# NZQA Assessment?



## mdutton (Mar 26, 2010)

So I'm about to submit my application for permanent residence and I noticed that my undergraduate and graduate degree need to be assessed by NZQA. As of 7/25/2011 my degree was accepted, but at some point between then and now they no longer recognize my degrees and want me to pay the roughly 1,000NZD for verification.

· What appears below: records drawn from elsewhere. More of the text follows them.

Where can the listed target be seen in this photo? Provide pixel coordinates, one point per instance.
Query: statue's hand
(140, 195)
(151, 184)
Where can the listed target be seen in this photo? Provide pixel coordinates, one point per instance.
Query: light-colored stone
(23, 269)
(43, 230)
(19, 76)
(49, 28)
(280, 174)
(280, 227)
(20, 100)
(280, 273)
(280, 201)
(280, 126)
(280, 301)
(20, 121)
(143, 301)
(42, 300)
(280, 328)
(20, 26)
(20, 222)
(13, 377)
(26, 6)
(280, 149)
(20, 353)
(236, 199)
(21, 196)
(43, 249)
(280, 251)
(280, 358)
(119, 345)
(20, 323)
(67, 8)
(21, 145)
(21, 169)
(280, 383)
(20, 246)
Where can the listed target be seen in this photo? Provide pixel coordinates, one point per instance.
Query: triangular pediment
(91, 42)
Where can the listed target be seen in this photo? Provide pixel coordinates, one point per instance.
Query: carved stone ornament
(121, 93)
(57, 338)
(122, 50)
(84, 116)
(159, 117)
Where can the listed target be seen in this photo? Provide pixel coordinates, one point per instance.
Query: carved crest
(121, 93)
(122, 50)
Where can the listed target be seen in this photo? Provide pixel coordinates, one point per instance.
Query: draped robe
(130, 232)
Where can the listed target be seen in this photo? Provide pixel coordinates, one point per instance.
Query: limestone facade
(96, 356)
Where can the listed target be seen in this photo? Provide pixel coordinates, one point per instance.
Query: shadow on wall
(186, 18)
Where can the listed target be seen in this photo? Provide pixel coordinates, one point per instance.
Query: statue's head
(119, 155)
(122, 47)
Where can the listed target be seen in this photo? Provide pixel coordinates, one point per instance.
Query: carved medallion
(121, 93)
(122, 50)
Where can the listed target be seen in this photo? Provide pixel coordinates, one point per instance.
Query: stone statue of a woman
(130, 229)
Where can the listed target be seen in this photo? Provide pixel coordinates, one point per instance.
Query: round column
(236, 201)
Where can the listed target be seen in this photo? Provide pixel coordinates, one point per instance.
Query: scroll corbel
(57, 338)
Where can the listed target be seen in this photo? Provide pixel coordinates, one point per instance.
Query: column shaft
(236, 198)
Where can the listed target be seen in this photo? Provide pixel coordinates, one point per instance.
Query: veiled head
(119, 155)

I have an offer of employment and I don't really need the points. Has anyone not had their degrees assessed even when noted they need to? Did they reject or kick back your residence application?

Appreciate any insight,

Michael


----------



## gemaltu (Sep 19, 2010)

mdutton said:


> So I'm about to submit my application for permanent residence and I noticed that my undergraduate and graduate degree need to be assessed by NZQA. As of 7/25/2011 my degree was accepted, but at some point between then and now they no longer recognize my degrees and want me to pay the roughly 1,000NZD for verification.
> 
> I have an offer of employment and I don't really need the points. Has anyone not had their degrees assessed even when noted they need to? Did they reject or kick back your residence application?
> 
> ...


can tell,how to get job..any link


----------



## jenswaters (Jul 8, 2009)

mdutton said:


> So I'm about to submit my application for permanent residence and I noticed that my undergraduate and graduate degree need to be assessed by NZQA. As of 7/25/2011 my degree was accepted, but at some point between then and now they no longer recognize my degrees and want me to pay the roughly 1,000NZD for verification.
> 
> I have an offer of employment and I don't really need the points. Has anyone not had their degrees assessed even when noted they need to? Did they reject or kick back your residence application?
> 
> ...


Hi Michael

I cannot say for definate whether this would affect your application, but I have to say...is it worth it? You would probably need it assessed for pay assessment purposes anyway. Additionally, you need any qualifications you are claiming residency points for assessed. So, if you are not claiming points for the degree, then it is your call. If you are claiming points, then you would need it assessed.


----------



## mdutton (Mar 26, 2010)

gemaltu said:


> can tell,how to get job..any link


Gemaltu, seek.co.nz or trademe.co.nz. The best way is to bud personal relationships w people in new Zealand and just keep in touch until the right time comes along.


----------